Ab Baars (born 21 November 1955 in Axel, Netherlands) is a Dutch saxophonist and clarinetist who has had an active performance career since the 1970s. He has recorded several albums for the Geestgronden Records, Atavistic Records and WIG records.

Baars began studying the piano and music theory at the age of 5. At 15 he began pursuing studies on the tenor saxophone and was soon after playing in wind ensembles. At the age of 18 he entered the Rotterdam Conservatory where he pursued saxophone studies in both classical and contemporary styles of music like jazz and rock. He later pursued clarinet studies in Los Angeles with John Carter in 1989. Baars' 1997 album A Free Step was dedicated to recording previously unheard compositions by Carter who had died in 1991.

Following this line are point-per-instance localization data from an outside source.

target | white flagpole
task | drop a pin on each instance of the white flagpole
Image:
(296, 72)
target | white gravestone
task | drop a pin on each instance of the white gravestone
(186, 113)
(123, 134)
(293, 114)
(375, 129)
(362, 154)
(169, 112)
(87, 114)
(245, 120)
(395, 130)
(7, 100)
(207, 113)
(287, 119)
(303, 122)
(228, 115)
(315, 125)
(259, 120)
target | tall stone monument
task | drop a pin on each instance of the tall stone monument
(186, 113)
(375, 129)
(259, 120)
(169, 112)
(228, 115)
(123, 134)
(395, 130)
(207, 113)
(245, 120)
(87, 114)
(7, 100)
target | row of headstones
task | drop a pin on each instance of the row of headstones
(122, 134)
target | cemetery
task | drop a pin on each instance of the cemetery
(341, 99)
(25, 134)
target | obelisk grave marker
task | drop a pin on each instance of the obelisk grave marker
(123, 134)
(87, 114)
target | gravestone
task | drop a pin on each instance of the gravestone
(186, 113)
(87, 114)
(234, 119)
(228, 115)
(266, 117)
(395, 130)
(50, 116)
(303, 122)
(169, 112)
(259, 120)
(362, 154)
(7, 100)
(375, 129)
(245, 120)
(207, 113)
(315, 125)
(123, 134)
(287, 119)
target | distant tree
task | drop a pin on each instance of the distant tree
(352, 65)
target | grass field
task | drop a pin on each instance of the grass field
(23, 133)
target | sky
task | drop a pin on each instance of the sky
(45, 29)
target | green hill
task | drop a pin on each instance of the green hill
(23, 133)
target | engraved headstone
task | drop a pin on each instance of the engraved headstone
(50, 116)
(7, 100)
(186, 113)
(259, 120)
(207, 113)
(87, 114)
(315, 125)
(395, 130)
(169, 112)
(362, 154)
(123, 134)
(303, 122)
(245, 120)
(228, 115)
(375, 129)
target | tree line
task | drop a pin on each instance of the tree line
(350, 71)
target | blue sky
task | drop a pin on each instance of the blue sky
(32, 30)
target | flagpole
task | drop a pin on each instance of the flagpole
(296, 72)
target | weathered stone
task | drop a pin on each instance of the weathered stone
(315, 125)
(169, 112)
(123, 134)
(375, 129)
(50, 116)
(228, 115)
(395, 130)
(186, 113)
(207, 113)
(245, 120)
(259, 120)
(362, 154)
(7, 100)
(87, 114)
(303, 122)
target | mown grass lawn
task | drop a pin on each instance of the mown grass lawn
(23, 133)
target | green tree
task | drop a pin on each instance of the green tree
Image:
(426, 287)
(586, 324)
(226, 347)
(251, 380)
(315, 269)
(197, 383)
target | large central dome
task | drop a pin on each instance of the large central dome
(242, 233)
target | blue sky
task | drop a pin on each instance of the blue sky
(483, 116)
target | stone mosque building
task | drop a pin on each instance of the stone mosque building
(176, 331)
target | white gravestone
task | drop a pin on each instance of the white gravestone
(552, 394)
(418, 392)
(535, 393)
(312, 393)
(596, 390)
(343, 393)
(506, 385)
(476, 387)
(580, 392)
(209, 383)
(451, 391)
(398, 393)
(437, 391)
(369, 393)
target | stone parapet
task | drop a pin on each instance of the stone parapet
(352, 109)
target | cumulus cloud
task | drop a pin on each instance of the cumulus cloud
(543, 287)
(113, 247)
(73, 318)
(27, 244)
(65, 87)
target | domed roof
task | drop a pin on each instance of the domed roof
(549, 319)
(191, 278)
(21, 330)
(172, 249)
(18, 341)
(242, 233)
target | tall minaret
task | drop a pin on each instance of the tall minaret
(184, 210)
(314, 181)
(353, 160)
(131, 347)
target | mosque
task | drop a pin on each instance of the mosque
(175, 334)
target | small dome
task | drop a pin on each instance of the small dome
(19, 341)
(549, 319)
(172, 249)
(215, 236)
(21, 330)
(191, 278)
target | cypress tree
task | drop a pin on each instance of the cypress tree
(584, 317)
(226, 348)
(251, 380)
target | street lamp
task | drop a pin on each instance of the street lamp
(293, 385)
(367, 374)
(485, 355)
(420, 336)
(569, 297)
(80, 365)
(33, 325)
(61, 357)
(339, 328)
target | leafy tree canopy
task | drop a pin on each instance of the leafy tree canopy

While a student in Rotterdam, Baars became a member of the Orkest de Volharding under leader Theo Loevendie. His participation in that group introduced him to several of his long time musical collaborators in concerts and on disc, including tubist Larry Fishkind, violinist Ig Henneman, keyboardist Guus Janssen, composer/pianist Misha Mengelberg, cornetist Butch Morris and trombonist Wolter Wierbos. In the 1980s he expanded his repertoire to include performances on the soprano and baritone saxophones in addition to the tenor saxophone. In 1986 he became a member of the ICP Orchestra. With bassist Wilbert de Joode and drummer Martin Van Duynhoven he formed a jazz trio in 1989. Beginning in 1996 the trio occasionally added a fourth guest member in concerts and recordings, trombonist Roswell Rudd.

Since 1989, Baars has periodically performed as a guest artist with the Dutch punk band The Ex.